Dalam pertemuan tersebut, AlDhaheri menegaskan bahwa hubungan erat antara Presiden UEA Mohamed bin Zayed Al Nahyan dan Presiden RI Prabowo Subianto menjadi fondasi utama penguatan agenda bilateral kedua negara. Sejak dilantik, Presiden Prabowo tercatat telah tiga kali melakukan kunjungan ke UEA, yang mencerminkan posisi strategis negara tersebut bagi Indonesia di kawasan Timur Tengah.
Kerja sama ekonomi kedua negara kini berkembang melampaui sektor tradisional seperti minyak dan penerbangan. Kolaborasi diperluas ke bidang energi bersih, investasi strategis, pelabuhan dan logistik, pusat data dan infrastruktur digital, jasa keuangan, pendidikan, hingga inovasi teknologi.
Kesepakatan Comprehensive Economic Partnership Agreement (CEPA) turut menjadi pendorong utama peningkatan perdagangan bilateral.
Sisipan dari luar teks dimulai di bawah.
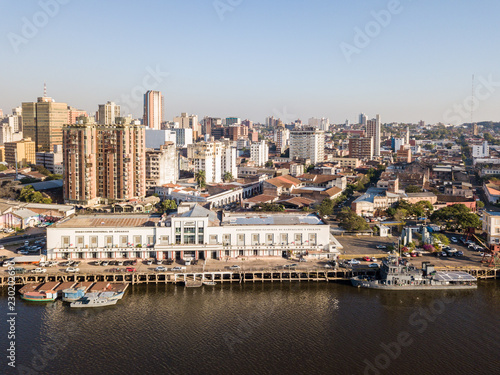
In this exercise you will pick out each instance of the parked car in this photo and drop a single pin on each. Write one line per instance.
(39, 270)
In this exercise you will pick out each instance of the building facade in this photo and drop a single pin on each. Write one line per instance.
(43, 122)
(373, 129)
(153, 109)
(259, 153)
(161, 166)
(103, 163)
(308, 143)
(194, 234)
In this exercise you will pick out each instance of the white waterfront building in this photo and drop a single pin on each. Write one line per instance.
(193, 233)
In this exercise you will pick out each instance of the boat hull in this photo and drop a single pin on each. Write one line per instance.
(363, 283)
(49, 299)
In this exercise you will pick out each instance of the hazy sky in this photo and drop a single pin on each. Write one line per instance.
(407, 60)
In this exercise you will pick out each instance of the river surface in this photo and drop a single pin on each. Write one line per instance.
(289, 328)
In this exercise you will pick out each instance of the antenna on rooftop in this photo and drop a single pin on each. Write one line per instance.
(472, 105)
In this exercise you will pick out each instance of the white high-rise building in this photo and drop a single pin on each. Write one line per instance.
(183, 136)
(153, 109)
(362, 119)
(308, 143)
(107, 113)
(161, 166)
(481, 151)
(215, 158)
(259, 153)
(373, 129)
(282, 139)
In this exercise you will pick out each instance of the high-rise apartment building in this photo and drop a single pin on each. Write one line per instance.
(308, 143)
(361, 148)
(153, 109)
(282, 137)
(215, 158)
(103, 163)
(259, 153)
(161, 166)
(362, 119)
(107, 113)
(373, 129)
(43, 122)
(189, 122)
(23, 151)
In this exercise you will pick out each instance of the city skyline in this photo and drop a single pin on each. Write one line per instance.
(388, 57)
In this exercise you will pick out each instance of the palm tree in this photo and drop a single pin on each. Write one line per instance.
(200, 179)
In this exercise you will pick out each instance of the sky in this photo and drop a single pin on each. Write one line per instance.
(406, 60)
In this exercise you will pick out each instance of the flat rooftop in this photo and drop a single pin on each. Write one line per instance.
(272, 219)
(108, 221)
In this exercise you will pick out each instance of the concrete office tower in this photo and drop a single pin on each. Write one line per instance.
(189, 122)
(43, 122)
(362, 119)
(161, 166)
(373, 129)
(107, 113)
(215, 158)
(361, 148)
(157, 138)
(153, 109)
(282, 137)
(259, 153)
(103, 163)
(308, 143)
(23, 150)
(74, 113)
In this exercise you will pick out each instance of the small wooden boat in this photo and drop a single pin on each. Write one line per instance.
(43, 296)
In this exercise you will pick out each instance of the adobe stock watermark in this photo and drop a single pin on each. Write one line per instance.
(393, 350)
(31, 25)
(223, 6)
(460, 112)
(364, 36)
(135, 99)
Nilai perdagangan kedua negara meningkat dari 1,9 miliar dolar AS pada 2020 menjadi 5,4 miliar dolar AS pada 2024.
Di bidang investasi, arus investasi UEA ke Indonesia sepanjang 2021–2025 mencapai 4,3 miliar dolar AS. Investasi tersebut tersebar di sektor energi terbarukan, pelabuhan, logistik, keuangan, hingga ekosistem digital. Sementara itu, investasi Indonesia ke UEA tercatat sebesar 78,1 juta dolar AS.
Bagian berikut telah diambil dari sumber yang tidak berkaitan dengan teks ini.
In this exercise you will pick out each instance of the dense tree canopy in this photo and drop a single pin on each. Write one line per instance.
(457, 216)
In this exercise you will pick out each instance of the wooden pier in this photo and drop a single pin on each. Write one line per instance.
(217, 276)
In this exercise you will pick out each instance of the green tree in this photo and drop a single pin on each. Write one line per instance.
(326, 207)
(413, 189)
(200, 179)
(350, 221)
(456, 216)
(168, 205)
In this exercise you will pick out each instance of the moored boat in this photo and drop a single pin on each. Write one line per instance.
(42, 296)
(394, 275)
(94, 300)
Sejumlah perusahaan besar UEA juga aktif menanamkan modal di Indonesia. DP World mencatatkan nilai investasi hingga 7,5 miliar dolar AS, sedangkan Masdar menginvestasikan sekitar 508,9 juta dolar AS, termasuk pada proyek Pembangkit Listrik Tenaga Surya Terapung Cirata di Jawa Barat.
Selain ekonomi, kedua negara juga memperkuat kerja sama lingkungan melalui Mangrove Alliance for Climate serta pendirian Mohamed bin Zayed–Joko Widodo International Mangrove Research Centre di Bali sebagai pusat riset mangrove internasional.